# Difference between a Master, and a Field Master?



## skewby (25 October 2009)

Please?  Stupid question I know, but I can't work it out.  Everytime I've been out there's been a master.  I've seen on some hunt websites, that they say the Master is so and so for weekdays, then at weekends the Master is the same guy but the Field Master is someone else.  Please explain?  Thankies


----------



## virtual (25 October 2009)

The Master (or masters) are the "front men"/women of the hunt. In different hunts they act in different capacities, but it usually involves planning the season, liasing with farmers, co-ordinating, networking etc and often part funding the hunt and/or hunting hounds or leading the field (Field Mastering). The Master(s) stay the same all season but the field master (the person who leads the field on a day out hunting) can be different depending who is available and knows the country etc.


----------



## zippo (25 October 2009)

The Master is GOD,the Field Master is God's Right Hand,at least thats what I've always believed.


----------



## camilla4 (25 October 2009)

The Master (or masters) are the "front men"/women of the hunt. In different hunts they act in different capacities, but it usually involves planning the season, liasing with farmers, co-ordinating, networking etc and often part funding the hunt and/or hunting hounds or leading the field (Field Mastering).
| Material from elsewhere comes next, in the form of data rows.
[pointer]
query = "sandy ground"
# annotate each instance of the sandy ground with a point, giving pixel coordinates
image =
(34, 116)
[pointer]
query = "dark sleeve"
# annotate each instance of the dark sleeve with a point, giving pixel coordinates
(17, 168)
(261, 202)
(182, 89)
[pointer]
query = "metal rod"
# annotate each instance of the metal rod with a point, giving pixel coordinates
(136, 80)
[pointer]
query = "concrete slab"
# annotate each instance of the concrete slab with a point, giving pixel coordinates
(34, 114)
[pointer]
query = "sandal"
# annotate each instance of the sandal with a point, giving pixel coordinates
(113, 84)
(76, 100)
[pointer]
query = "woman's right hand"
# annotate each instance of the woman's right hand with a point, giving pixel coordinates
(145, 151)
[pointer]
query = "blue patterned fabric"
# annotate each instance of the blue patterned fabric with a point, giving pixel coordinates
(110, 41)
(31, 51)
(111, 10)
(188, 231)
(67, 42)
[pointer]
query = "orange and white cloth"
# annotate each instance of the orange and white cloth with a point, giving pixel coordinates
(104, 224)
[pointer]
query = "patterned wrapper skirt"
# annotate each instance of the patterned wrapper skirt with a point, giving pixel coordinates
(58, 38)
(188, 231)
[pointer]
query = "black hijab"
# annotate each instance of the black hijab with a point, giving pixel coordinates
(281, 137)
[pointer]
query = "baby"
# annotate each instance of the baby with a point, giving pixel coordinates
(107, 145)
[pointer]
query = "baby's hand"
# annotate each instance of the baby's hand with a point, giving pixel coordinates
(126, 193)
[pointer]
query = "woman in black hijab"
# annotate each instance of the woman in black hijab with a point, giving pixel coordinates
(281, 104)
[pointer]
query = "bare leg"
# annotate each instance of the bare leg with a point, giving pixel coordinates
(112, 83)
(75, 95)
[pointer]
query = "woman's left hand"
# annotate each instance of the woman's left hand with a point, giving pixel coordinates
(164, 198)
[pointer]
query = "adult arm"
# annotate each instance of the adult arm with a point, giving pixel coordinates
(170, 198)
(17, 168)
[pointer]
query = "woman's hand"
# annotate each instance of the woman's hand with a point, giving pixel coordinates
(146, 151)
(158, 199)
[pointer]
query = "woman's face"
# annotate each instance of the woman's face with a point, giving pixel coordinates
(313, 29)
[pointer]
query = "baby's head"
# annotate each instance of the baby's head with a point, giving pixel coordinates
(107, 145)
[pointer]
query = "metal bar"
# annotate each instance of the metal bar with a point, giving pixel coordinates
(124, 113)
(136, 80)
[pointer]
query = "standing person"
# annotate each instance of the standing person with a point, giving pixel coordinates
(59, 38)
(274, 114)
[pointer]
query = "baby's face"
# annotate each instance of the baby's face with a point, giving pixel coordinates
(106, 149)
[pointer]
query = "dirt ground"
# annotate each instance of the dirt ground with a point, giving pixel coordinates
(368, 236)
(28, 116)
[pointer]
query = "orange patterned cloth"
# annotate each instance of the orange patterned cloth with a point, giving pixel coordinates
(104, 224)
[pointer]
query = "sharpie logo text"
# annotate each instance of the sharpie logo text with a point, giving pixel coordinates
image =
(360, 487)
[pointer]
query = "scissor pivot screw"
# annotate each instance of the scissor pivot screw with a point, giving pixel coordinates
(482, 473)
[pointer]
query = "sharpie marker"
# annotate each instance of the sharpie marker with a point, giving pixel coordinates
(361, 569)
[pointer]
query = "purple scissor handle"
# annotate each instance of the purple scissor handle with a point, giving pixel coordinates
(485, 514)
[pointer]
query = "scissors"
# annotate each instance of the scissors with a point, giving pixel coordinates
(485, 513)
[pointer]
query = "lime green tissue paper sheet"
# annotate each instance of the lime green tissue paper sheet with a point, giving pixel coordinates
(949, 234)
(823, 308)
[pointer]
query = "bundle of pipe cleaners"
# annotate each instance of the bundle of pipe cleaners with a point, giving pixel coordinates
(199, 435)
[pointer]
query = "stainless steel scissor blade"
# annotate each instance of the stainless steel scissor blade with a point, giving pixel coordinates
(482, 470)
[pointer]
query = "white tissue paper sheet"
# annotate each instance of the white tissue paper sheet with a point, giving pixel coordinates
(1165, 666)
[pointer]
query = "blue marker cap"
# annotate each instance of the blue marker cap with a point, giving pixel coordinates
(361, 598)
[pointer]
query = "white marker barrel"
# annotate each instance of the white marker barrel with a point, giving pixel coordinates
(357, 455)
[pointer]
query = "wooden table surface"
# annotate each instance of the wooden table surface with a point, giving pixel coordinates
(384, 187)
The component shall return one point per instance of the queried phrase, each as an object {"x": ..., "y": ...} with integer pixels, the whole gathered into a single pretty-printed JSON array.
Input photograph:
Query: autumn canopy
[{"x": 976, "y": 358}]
The Master(s) stay the same all season but the field master (the person who leads the field on a day out hunting) can be different depending who is available and knows the country etc.
		
Click to expand...

Exactly this - well explained Virtual!


----------



## Irishcobs (25 October 2009)

Our hunt has 3 joint Masters. One is the huntsman, he is in charge of the hounds and rides with them. His wife is a lady master, she also field masters some week days. The other joint master field masters week days as well. Each field master have their own area or country as they call it.
Their field mastering roles mean they talk to farmers and organise where they go. They also clear their country.
Their Masters roles mean they have a joint decision on how the hunt is run etc.
We have a Saturday field master who is also amateur whipper in.


----------



## marco (25 October 2009)

Its dead easy! Masters are responsile for running the hunt; thehunsman is appointed b the masters to hunt thehounds; field masters control and are responsible for the mounted field. Masters often take on these roles in addition to running the hunt.


----------



## combat_claire (26 October 2009)

Although we have three joint-masters who take responsibility for the day to day running of the hunt, occasionally with demands on time and extra tasks involved for post-ban hunting (trail laying etc) we will not have enough people to go round. In this case a senior member of the field who knows what they are doing and has the respect of the field will be asked to field master for the day.


----------



## kick_On (26 October 2009)

Where i hunt they have at least  5 Master. So on day you hunt they tell you who's field master for day and they are in over all command and you follow them, but other master are still out. Normally a master will take certain ground as they know the ground and farmers etc...


----------